According to the financial industry, Tuesday, the Indonesian financial authority has stressed the need to get rid of the subsidiary bank's bad loans, calling on the Korean financial supervisory agency to discuss the matter. An FSS official explained that the Indonesian financial authority has asked for a capital increase on the part of KB Kookmin Bank to normalize Bank KB Bukopin's management.
Regarding such calls, KB Kookmin Bank said that the bank is currently looking closely into its Indonesian subsidiary's financial statements and situation to see whether it needs a further capital increase.
"As of now, nothing has been specifically determined as to the capital increase plan," an official from KB Kookmin Bank told The Korea Times, Tuesday. "Currently, the bank is closely examining the situation."

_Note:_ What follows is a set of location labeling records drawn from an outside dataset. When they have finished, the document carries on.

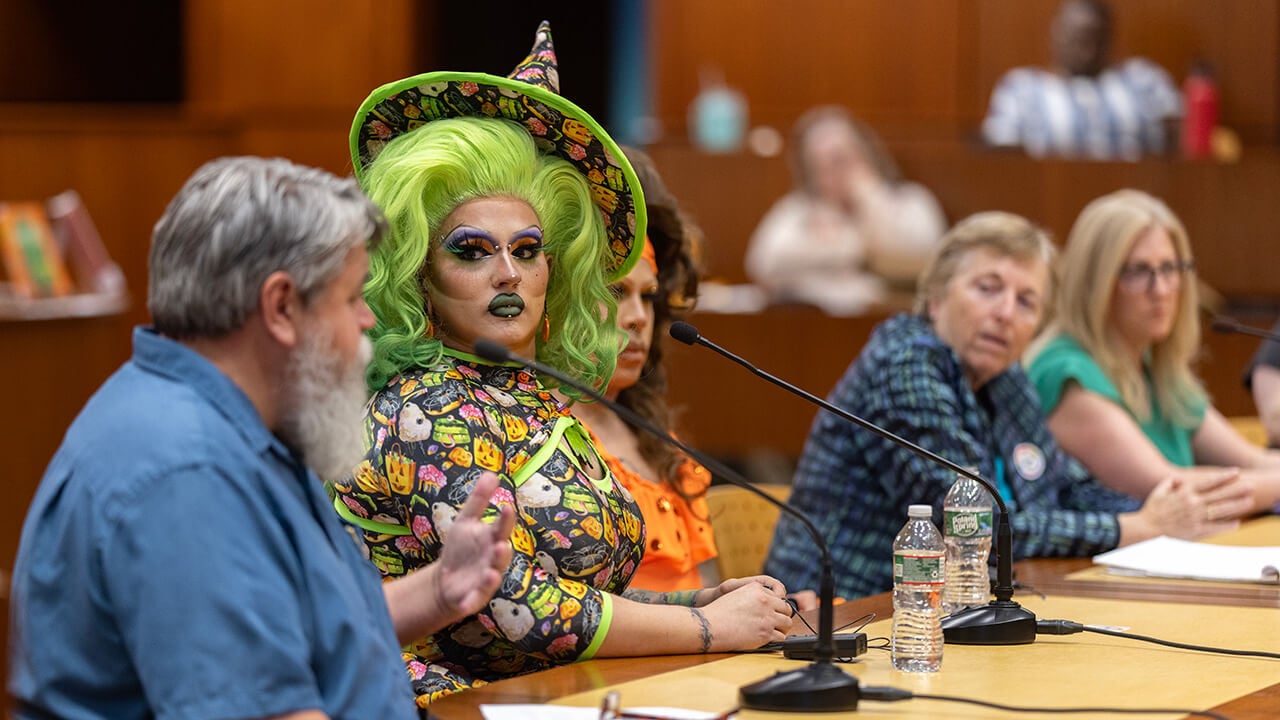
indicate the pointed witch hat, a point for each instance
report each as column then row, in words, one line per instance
column 529, row 96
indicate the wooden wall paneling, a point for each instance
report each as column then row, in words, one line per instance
column 726, row 195
column 885, row 60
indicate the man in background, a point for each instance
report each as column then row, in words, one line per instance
column 1080, row 106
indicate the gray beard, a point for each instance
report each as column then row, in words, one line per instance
column 325, row 404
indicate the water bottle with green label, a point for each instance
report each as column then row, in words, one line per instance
column 967, row 529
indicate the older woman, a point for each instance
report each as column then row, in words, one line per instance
column 510, row 210
column 868, row 227
column 1114, row 373
column 947, row 378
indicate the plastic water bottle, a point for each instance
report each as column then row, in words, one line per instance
column 919, row 559
column 967, row 529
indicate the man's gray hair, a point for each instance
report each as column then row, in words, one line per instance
column 236, row 222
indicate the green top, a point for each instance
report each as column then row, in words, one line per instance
column 1064, row 359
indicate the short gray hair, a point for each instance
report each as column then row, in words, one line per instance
column 236, row 222
column 1005, row 233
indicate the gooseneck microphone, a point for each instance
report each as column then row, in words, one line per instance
column 1228, row 326
column 819, row 686
column 1001, row 621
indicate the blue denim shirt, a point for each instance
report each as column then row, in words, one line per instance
column 856, row 486
column 179, row 561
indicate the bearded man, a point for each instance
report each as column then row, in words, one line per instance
column 181, row 557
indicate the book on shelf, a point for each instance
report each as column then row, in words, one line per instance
column 32, row 263
column 1173, row 557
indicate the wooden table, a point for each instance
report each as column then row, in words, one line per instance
column 1051, row 577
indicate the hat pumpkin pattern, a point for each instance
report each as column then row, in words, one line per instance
column 530, row 96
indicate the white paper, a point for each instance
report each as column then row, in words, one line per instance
column 1173, row 557
column 562, row 712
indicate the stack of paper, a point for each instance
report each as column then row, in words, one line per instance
column 1171, row 557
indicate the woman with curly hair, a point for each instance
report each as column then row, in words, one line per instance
column 511, row 212
column 668, row 486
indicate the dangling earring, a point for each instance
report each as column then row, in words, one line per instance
column 429, row 315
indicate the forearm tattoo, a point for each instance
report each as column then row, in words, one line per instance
column 650, row 597
column 705, row 628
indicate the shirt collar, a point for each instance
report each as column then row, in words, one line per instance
column 170, row 359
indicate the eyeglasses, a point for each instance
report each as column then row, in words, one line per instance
column 1141, row 277
column 611, row 709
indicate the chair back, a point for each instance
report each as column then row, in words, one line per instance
column 1251, row 428
column 743, row 523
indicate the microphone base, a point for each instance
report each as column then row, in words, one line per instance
column 1001, row 621
column 818, row 687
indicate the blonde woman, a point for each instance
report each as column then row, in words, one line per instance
column 1114, row 373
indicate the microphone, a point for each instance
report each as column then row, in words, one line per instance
column 1228, row 326
column 819, row 686
column 1001, row 621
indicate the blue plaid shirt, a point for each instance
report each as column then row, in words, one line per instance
column 856, row 486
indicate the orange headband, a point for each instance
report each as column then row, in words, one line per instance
column 647, row 254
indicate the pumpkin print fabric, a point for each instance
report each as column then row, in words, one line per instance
column 579, row 534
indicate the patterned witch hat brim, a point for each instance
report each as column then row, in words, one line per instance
column 556, row 124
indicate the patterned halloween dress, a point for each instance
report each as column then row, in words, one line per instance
column 579, row 534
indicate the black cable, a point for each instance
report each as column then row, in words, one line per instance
column 894, row 695
column 1069, row 628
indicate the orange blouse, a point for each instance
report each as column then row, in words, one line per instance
column 679, row 533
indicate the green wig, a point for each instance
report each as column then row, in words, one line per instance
column 423, row 176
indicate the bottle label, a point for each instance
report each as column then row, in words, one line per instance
column 915, row 568
column 965, row 523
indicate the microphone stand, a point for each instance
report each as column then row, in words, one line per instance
column 1001, row 621
column 819, row 686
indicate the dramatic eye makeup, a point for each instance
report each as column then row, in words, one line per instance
column 471, row 244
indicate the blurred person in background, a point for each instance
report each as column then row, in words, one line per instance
column 851, row 229
column 670, row 487
column 1080, row 106
column 947, row 377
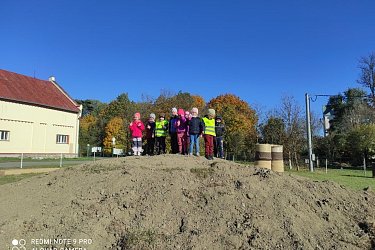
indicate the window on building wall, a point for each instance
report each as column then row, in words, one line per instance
column 62, row 139
column 4, row 135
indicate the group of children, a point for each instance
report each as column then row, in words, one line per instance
column 185, row 128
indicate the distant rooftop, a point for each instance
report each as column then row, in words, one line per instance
column 24, row 89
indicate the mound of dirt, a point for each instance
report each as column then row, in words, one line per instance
column 177, row 202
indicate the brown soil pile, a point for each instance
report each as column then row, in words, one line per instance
column 177, row 202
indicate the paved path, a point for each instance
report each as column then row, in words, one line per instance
column 56, row 163
column 16, row 171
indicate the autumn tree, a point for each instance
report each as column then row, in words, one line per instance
column 198, row 102
column 91, row 107
column 273, row 131
column 291, row 114
column 87, row 133
column 240, row 121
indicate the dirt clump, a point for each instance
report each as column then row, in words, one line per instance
column 178, row 202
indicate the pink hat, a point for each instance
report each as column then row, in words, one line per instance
column 180, row 112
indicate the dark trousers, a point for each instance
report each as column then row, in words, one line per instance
column 149, row 148
column 209, row 145
column 174, row 143
column 219, row 146
column 160, row 145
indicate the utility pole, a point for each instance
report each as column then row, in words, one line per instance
column 308, row 126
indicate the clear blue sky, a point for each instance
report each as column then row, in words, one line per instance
column 258, row 50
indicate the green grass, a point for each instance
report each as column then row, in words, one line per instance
column 28, row 159
column 353, row 179
column 14, row 178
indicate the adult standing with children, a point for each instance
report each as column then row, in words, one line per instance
column 209, row 134
column 173, row 131
column 136, row 127
column 150, row 135
column 161, row 128
column 196, row 127
column 219, row 139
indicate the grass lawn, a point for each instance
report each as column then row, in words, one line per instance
column 28, row 159
column 13, row 178
column 354, row 179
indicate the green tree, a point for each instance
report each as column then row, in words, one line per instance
column 361, row 141
column 240, row 121
column 273, row 132
column 367, row 75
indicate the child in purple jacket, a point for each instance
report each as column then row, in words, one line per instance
column 181, row 128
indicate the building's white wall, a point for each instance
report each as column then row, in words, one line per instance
column 34, row 129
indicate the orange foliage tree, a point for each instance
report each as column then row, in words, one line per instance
column 240, row 121
column 86, row 131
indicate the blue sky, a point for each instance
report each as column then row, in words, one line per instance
column 258, row 50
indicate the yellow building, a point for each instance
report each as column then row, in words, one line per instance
column 37, row 117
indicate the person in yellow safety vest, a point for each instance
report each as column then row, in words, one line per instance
column 161, row 128
column 209, row 134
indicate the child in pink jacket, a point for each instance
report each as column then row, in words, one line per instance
column 136, row 127
column 181, row 128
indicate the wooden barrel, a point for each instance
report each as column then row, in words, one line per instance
column 263, row 155
column 277, row 163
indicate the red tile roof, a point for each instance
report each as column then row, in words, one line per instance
column 24, row 89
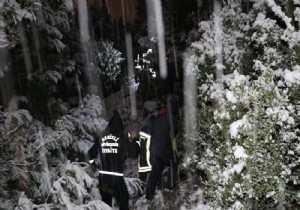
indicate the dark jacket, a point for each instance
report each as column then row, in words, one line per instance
column 145, row 143
column 110, row 145
column 159, row 130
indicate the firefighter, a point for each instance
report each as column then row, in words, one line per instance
column 143, row 139
column 162, row 131
column 110, row 145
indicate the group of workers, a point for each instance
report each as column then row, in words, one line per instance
column 152, row 146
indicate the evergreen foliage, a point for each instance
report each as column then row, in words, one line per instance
column 248, row 144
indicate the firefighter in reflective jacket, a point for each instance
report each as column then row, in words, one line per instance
column 110, row 147
column 144, row 140
column 162, row 151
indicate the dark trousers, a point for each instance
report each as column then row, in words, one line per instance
column 114, row 186
column 158, row 164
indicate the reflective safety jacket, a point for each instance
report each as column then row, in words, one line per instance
column 110, row 147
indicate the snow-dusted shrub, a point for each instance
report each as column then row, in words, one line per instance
column 108, row 60
column 248, row 145
column 36, row 163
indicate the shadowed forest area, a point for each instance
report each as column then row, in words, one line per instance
column 232, row 66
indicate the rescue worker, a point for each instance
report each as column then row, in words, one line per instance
column 110, row 146
column 161, row 130
column 143, row 139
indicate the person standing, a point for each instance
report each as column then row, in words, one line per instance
column 160, row 126
column 110, row 146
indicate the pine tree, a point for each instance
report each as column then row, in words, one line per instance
column 248, row 144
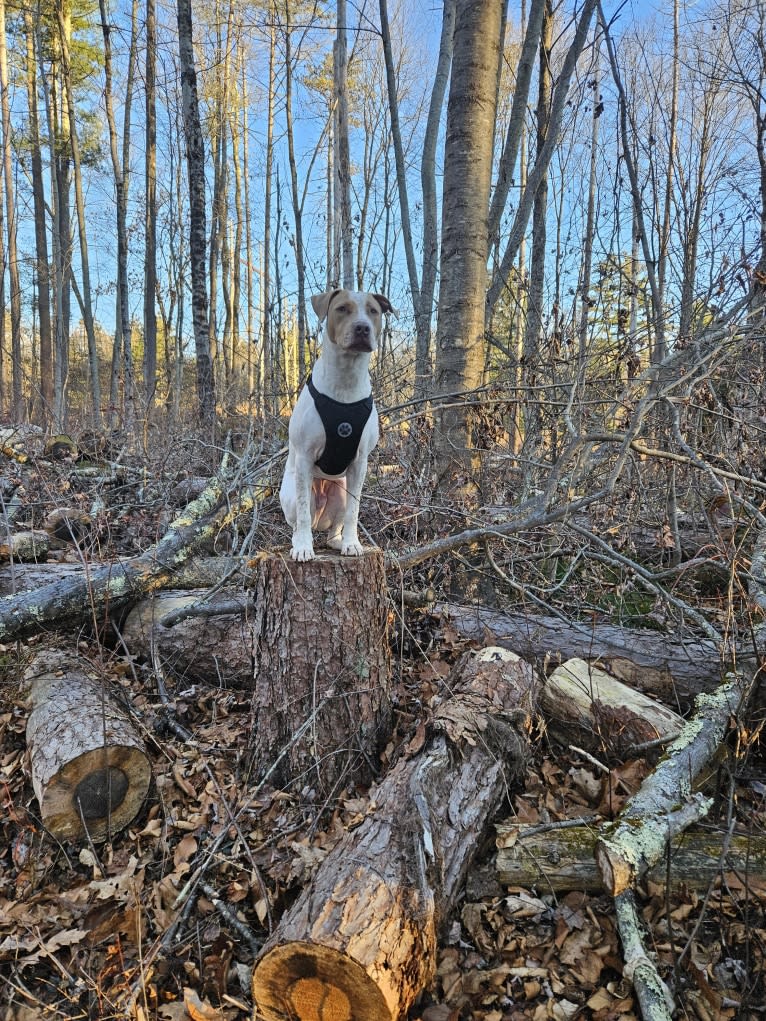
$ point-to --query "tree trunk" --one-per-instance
(321, 662)
(561, 858)
(361, 941)
(468, 156)
(150, 182)
(10, 222)
(87, 302)
(41, 235)
(197, 240)
(89, 768)
(342, 155)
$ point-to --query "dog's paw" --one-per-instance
(301, 552)
(351, 549)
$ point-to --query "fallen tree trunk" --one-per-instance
(561, 858)
(671, 667)
(94, 593)
(586, 705)
(361, 940)
(89, 768)
(216, 648)
(664, 806)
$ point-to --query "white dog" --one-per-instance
(334, 426)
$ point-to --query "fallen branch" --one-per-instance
(91, 593)
(664, 805)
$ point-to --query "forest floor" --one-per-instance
(84, 930)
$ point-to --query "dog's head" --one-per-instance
(354, 319)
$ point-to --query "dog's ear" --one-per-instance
(385, 304)
(321, 302)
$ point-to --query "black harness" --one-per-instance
(343, 427)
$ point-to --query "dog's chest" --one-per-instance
(343, 425)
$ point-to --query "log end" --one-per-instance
(310, 982)
(101, 791)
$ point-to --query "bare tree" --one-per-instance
(468, 156)
(197, 240)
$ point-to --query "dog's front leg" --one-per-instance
(350, 545)
(302, 544)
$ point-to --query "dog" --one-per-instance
(334, 426)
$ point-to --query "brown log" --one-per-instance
(673, 668)
(361, 941)
(585, 705)
(89, 768)
(321, 654)
(214, 649)
(560, 859)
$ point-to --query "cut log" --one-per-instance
(25, 546)
(664, 805)
(89, 768)
(361, 941)
(673, 668)
(561, 858)
(214, 649)
(321, 657)
(585, 705)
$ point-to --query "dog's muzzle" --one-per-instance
(362, 338)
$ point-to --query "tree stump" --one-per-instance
(321, 657)
(89, 768)
(361, 941)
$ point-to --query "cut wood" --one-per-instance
(361, 940)
(89, 768)
(321, 660)
(586, 705)
(670, 667)
(664, 805)
(24, 546)
(562, 858)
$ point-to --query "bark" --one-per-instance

Recently, KB Financial Group's key management officials, including Co-Vice Chairman Lee Dong-cheol and financial group CFO Seo Young-ho, made a business trip to Indonesia to carry out a due diligence audit on the subsidiary bank. Key officials are also planning to make another visit to the country next month.
After KB Kookmin Bank acquired a 22 percent stake in Bank KB Bukopin for 116.4 billion won ($90 million) in 2018, the Korean bank became the major shareholder of the Southeast Asian bank by increasing its stake to 67 percent by 2020. So far, KB Kookmin has injected more than 813 billion won into the subsidiary. If it decides on the further capital increase this time, more than 1 trillion won ($770 million) will have been poured into the bank.
Despite the seemingly endless money injections into the subsidiary, KB Financial Group Chairman Yoon Jong-kyu expressed his full support, saying that the group purchased the Indonesian bank knowing that it's a bad bank and its management environment has worsened more than expected amid the pandemic.